Oppure La macchina si ferma di Edward Morgan Forster, dove l’umanità è confinata a vivere nel sottosuolo da macchine intelligenti che la accudiscono in tutto e per tutto. Il mondo sembra un alveare: il contatto fisico è ostracizzato e gli uomini comunicano solo attraverso degli schermi. Una visione ante litteram diI nternet? La paura dell’estinzione per l’incapacità di procreare prevale in altri romanzi citati, come I figli degli uomini della grande giallista inglese P.D. James (da cui è stato ricavato un pessimo film con Clive Owen e Julianne Moore). In una società sterile da decenni, una giovane rifugiata di colore rimane incinta e decide di lasciare il Regno Unito, che si ispira a regole di puro razzismo con i clandestini rinchiusi in campi di concentramento. L’unica possibilità di salvezza viene da lei, un’illegale, simbolo di un’alterità che la repressione vuole distruggere.
Non molto differente lo scenario del romanzo Il racconto dell’ancella di Margaret Atwood, da cui è stata tratta una serie tv tra le più riuscite, la cui terza stagione è andata da poco in onda con una strepitosa Elisabeth Moss. «Nolite te bastardes carborundorum»: questa espressione in latino maccheronico, che più o meno sta a significare «non lasciare che i bastardi ti schiaccino», è l’emblema del romanzo, un motto di ribellione verso la teocrazia totalitaria che in un futuro non troppo lontano si è imposta negli Stati Uniti mentre la Terra è stremata dalle guerre e dalle radiazioni che hanno provocato una spaventosa crisi demografica.

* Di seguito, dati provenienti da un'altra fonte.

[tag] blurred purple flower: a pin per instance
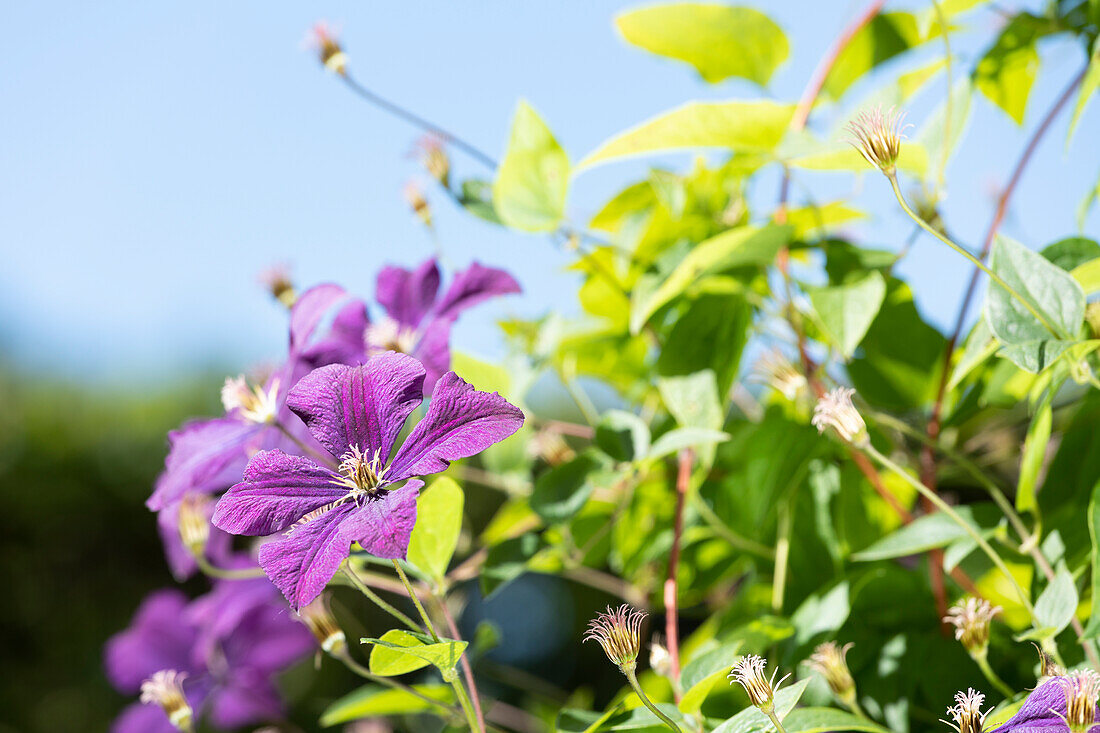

Nella distopia della scrittrice canadese le poche donne ancora in grado di procreare vengono asservite ai potenti e costrette a fare figli per conto loro. Si chiamano ancelle e una di esse racconta la vicenda. Ma tutte le donne devono obbedire agli uomini e non possono lavorare; le più fortunate sono le “ecomogli” di politici o comandanti, comunque costrette a restare in casa; quelle anziane e non fertili sono ridotte a schiave. A tutte è assolutamente proibito leggere. Anche in questo caso la dominazione da psicologica si fa linguistica, con giustificazioni di stampo biblico e teologico che a noi uomini e donne del XXI secolo fanno ribrezzo. Fortunatamente la protagonista, Difred, non si lascia afferrare dalla disperazione e, in un momento di scoramento, si rivolge a un Dio che sa che non può essere causa del suo male e reinterpreta il Padre nostro: «Non credo nemmeno per un secondo che quello che vedo qui sia frutto della tua volontà. Ho abbastanza pane quotidiano, quindi non perderò tempo a parlarne. Il problema è mandarlo giù senza soffocare. Ora veniamo alla remissione dei peccati. Non importa che mi perdoni subito, ci sono cose più importanti. Per esempio, mantieni gli altri al sicuro, se sono al sicuro. Non farli soffrire troppo. Se devono morire, che sia una morte rapida. Potresti anche offrire loro un Paradiso, Per il Paradiso abbiamo bisogno di Te. L’inferno ce lo possiamo fare da soli».